Its units are Watts per square meter, per steradian.
Irradiance is simply Watts per square meter, and describes the power per unit of area impinging on a surface.
Radiance is invariant under all optical transformations (reflection, refraction, etc.)
The only way to change the radiance is to introduce statistical processes (scattering by diffuse materials).
This always involves energy losses, due to large angle and back scattering, and absorption in the diffusing medium.
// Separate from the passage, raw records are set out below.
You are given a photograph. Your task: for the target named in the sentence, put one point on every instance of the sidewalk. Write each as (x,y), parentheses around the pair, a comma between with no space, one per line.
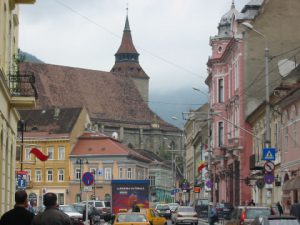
(204,221)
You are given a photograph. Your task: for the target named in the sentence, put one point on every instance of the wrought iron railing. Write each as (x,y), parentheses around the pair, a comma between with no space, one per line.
(22,84)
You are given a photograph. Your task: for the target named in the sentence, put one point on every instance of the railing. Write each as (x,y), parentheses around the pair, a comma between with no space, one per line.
(22,84)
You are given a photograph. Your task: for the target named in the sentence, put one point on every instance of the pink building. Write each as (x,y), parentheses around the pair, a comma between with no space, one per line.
(230,144)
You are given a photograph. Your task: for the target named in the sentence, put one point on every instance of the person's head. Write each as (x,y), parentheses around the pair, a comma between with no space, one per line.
(50,200)
(21,198)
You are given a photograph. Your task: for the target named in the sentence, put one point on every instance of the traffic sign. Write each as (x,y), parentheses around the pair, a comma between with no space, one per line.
(88,178)
(208,184)
(269,154)
(22,179)
(260,183)
(269,178)
(174,191)
(87,188)
(269,167)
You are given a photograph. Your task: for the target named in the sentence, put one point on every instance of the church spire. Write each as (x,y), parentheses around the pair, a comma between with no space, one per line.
(127,51)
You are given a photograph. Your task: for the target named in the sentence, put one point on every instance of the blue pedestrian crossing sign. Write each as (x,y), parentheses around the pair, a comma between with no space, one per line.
(269,154)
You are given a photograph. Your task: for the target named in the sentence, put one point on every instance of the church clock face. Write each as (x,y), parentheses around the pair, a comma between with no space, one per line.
(220,49)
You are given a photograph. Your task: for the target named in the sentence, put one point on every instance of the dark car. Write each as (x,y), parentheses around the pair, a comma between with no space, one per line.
(93,213)
(227,209)
(163,210)
(201,207)
(276,220)
(295,210)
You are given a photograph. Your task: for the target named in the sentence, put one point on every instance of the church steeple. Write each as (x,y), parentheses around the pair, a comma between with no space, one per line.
(127,51)
(127,62)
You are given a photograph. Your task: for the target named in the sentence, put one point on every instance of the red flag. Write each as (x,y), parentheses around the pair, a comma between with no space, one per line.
(201,166)
(38,153)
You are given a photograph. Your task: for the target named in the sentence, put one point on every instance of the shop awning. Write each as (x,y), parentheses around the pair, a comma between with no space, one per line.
(292,184)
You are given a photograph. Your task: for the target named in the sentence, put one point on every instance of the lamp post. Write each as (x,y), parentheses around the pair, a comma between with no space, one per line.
(80,161)
(267,115)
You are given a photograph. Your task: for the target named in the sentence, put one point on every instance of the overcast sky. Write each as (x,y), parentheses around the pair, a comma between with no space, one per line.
(172,36)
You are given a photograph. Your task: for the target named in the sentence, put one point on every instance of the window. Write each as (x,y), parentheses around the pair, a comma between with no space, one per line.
(121,173)
(28,175)
(49,175)
(295,134)
(152,180)
(93,171)
(107,173)
(61,153)
(221,90)
(286,136)
(77,174)
(27,154)
(60,199)
(129,173)
(50,151)
(38,175)
(61,175)
(236,75)
(221,134)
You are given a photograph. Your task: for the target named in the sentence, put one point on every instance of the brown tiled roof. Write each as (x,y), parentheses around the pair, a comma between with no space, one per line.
(127,45)
(43,121)
(98,144)
(107,97)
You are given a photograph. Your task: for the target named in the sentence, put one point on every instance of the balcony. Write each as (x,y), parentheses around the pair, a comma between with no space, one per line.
(22,90)
(24,1)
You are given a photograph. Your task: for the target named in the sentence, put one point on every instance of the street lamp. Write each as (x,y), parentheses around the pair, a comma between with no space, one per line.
(80,161)
(267,115)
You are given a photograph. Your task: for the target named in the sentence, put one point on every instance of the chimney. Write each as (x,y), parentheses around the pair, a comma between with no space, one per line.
(56,112)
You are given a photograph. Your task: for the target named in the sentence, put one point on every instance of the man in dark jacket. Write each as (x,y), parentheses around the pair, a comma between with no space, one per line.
(52,215)
(19,215)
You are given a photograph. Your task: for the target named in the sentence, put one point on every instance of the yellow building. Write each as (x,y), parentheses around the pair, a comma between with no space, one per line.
(53,132)
(12,96)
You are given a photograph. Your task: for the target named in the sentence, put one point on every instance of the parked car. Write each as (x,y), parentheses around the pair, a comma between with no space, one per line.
(103,207)
(154,217)
(131,219)
(201,207)
(247,214)
(163,210)
(185,214)
(276,220)
(93,213)
(74,215)
(173,206)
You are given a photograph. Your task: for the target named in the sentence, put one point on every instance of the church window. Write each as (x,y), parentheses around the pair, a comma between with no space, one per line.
(221,90)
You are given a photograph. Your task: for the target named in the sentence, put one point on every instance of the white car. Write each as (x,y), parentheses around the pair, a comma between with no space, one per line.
(71,211)
(185,214)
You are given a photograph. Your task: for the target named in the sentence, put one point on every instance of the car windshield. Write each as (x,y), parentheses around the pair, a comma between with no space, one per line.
(185,209)
(257,212)
(68,208)
(202,202)
(163,207)
(283,221)
(99,204)
(131,218)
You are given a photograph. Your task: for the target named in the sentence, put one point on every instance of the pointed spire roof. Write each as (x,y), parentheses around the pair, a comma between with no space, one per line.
(127,43)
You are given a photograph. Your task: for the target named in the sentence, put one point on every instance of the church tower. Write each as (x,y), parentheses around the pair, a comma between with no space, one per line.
(127,63)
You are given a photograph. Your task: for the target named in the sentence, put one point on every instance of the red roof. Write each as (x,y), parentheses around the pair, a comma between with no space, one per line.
(98,144)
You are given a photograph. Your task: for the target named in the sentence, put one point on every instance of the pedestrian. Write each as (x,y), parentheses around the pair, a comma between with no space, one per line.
(213,216)
(135,207)
(19,215)
(280,210)
(251,203)
(52,215)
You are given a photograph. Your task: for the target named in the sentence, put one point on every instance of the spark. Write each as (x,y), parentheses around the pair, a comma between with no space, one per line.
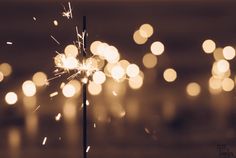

The constancy of radiance is a consequence of the second law of thermodynamics. If it were possible to losslessly change radiance, we could increase the radiance of an emission from a black body source, and impinge it on a second black body, which would drive that body to a higher temperature than the source. Because of bi-directionality, if you can't increase radiance, you can't decrease it either (losslessly).